Ella jerked away. "No I won't, and I don't want to." She wiped angrily at her eyes. "I pray to God something happens to stop us!
"Be careful of such prayers, my dear, because-"
"...because I just may get what I pray for? I hope so! I hope my prayer will be answered, and I don't care how!"
"Ella, except for me and Honor, the family you speak of is dead and gone. Honor and Andy will soon find another way of life, one they are eager to undertake. I am certain Greenpoole will always be in their memories, but they will not allow their feet to be frozen to Greenpoole's soil in a useless search for the past."
"It isn't useless, not if we work together! Honor never had sense enough to care about Greenpoole the way I do. She still behaves like a spoiled child, and Andy is worse ... running off to town every chance he gets ... to curse the Yankees when their back's are turned, he and his friends plotting revenge they could not possibly accomplish without being caught and hung!"
"I don't condone Andy's kind of bitterness. It will only cause him trouble. But aside from his hatred of Yankees, he and your sister have sense enough to know that life, as we knew it, is finished and will never return. Honor has the good sense to know that her obligation is to Andy and little Elizabeth, not to a dead past."
Ella clutched Beatrice's hands, shaking them with each word, "But if we work together, we can turn a profit at Greenpoole, Grandmother. I know we can. Greenpoole is our home!"
"Gentry and little Adam should be your only concern, Ella, not Greenpoole."
"My son and husband are my concern, but so are you and Honor. This land and this house was the pride of Corrigans for nearly two hundred years, and...! Oh, Grandmother, I thought you, of all people, would understand!"

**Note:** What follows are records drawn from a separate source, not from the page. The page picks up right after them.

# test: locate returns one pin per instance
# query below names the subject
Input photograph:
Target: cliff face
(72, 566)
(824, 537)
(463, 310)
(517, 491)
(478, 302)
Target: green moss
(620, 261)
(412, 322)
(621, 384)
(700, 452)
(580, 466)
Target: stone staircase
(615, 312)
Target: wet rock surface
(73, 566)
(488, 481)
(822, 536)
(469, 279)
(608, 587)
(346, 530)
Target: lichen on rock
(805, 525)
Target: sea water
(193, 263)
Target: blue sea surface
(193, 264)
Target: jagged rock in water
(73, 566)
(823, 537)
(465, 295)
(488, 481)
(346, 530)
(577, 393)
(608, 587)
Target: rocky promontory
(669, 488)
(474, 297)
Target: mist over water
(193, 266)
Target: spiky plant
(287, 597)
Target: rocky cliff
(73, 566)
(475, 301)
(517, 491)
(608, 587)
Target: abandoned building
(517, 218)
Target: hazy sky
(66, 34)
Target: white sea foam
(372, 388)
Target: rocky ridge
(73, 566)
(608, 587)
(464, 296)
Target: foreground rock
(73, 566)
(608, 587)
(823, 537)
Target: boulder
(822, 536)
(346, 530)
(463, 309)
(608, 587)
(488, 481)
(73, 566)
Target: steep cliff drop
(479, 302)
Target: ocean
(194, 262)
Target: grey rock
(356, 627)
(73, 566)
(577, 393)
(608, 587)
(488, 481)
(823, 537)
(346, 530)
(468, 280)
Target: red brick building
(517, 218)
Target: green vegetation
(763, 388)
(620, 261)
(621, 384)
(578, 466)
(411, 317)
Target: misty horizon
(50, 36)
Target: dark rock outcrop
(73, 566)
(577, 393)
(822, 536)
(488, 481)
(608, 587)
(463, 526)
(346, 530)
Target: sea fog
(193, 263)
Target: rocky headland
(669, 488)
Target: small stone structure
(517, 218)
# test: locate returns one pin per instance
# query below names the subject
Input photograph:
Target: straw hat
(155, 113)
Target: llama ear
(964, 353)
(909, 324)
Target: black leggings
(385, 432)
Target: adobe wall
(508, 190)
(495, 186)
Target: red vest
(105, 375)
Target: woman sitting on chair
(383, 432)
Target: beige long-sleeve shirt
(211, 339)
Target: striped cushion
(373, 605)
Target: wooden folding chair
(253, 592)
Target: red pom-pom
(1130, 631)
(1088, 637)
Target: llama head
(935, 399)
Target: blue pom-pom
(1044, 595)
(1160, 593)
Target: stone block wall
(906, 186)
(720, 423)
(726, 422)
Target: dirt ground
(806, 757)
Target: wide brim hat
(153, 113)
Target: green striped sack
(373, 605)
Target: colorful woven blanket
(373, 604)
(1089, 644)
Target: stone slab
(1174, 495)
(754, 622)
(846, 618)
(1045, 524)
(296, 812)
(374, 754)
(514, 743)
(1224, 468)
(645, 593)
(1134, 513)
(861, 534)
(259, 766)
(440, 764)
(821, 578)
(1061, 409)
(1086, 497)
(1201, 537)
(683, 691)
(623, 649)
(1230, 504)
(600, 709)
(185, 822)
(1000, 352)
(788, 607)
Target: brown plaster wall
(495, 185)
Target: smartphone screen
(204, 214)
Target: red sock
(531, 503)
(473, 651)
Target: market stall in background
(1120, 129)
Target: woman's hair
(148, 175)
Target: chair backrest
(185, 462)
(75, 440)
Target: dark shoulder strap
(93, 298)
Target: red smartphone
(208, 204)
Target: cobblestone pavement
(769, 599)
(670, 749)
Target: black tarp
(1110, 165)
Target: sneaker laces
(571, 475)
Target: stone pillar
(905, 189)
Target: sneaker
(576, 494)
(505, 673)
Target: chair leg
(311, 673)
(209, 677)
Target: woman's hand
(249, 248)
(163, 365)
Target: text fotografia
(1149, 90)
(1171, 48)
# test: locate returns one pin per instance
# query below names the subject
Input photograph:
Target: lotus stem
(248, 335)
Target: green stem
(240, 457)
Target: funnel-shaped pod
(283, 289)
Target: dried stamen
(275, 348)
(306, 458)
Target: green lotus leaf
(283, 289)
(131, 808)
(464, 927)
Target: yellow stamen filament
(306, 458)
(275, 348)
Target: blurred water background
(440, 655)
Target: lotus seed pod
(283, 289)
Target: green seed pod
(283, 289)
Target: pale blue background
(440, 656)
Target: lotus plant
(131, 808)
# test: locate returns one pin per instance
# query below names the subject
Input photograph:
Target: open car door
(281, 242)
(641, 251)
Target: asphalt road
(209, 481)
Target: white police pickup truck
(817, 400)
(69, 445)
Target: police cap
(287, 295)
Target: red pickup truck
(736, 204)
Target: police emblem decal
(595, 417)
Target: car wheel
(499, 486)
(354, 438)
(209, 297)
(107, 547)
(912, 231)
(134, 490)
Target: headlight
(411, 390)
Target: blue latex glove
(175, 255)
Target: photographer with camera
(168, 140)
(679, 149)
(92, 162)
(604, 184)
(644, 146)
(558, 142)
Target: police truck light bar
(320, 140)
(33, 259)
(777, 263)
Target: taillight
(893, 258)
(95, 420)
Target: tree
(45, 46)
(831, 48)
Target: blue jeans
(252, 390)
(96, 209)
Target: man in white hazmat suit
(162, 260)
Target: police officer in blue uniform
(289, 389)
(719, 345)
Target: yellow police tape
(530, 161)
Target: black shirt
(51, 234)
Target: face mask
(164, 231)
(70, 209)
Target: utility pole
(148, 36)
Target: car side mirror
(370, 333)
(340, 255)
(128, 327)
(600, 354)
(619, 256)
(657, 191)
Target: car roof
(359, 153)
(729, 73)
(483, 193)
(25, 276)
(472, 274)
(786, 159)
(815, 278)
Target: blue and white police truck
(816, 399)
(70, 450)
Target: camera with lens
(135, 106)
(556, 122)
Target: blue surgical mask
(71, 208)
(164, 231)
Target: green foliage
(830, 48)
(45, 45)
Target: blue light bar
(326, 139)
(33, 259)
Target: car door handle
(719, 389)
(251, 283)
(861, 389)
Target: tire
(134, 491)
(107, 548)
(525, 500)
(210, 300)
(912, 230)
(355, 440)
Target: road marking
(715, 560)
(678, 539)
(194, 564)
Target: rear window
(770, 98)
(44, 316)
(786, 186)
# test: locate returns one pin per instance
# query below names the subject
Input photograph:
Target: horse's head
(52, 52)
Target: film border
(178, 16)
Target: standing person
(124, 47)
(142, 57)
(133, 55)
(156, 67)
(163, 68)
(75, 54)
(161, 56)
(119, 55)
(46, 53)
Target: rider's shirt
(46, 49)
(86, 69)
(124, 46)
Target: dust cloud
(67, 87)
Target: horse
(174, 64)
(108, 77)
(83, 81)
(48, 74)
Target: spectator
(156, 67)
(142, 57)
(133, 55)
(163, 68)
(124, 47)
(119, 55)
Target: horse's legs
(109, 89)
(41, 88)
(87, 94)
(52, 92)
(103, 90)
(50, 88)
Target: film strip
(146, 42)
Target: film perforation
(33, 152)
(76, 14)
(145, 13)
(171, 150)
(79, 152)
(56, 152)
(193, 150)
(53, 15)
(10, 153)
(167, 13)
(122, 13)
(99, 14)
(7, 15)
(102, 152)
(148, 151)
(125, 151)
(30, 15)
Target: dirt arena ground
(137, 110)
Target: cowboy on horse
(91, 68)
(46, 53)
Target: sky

"I understand better than you know," Beatrice said, and Ella was surprised to see her grandmother's eyes glisten unnaturally for a moment before she continued speaking. "I think I told you once before that the happiest years of my life I spent with your Grandfather here in this beautiful old house, raising our son, and later, watching my grandchildren be born here. I often chastised your father for spoiling you both, but I was as guilty as he. More and more I look back and realize that I was shamefully remiss in the council entrusted me after your mother was so horribly injured in that accident. I should have taught you so much more than I did. I should have prepared you for a world I knew would someday collapse. Instead, I gave you entitlement—the same as was given me—when I should have given you vision, vision to see further than the tips of your noses."
After Beatrice went upstairs to bed, Ella stood on the veranda, staring into the dark night and thinking of her grandmother's words. Vision to see what? Vision to see herself living out the remainder of her life in a strange land—tales about which made her cringe. In a few short weeks, she'd be forced to desert her beloved home and forced to reside, like a trapped animal, in a place she knew she would hate. Oh, God! If only something would happen to stop us from leaving! Beatrice was wrong—nothing could be as bad as leaving Greenpoole!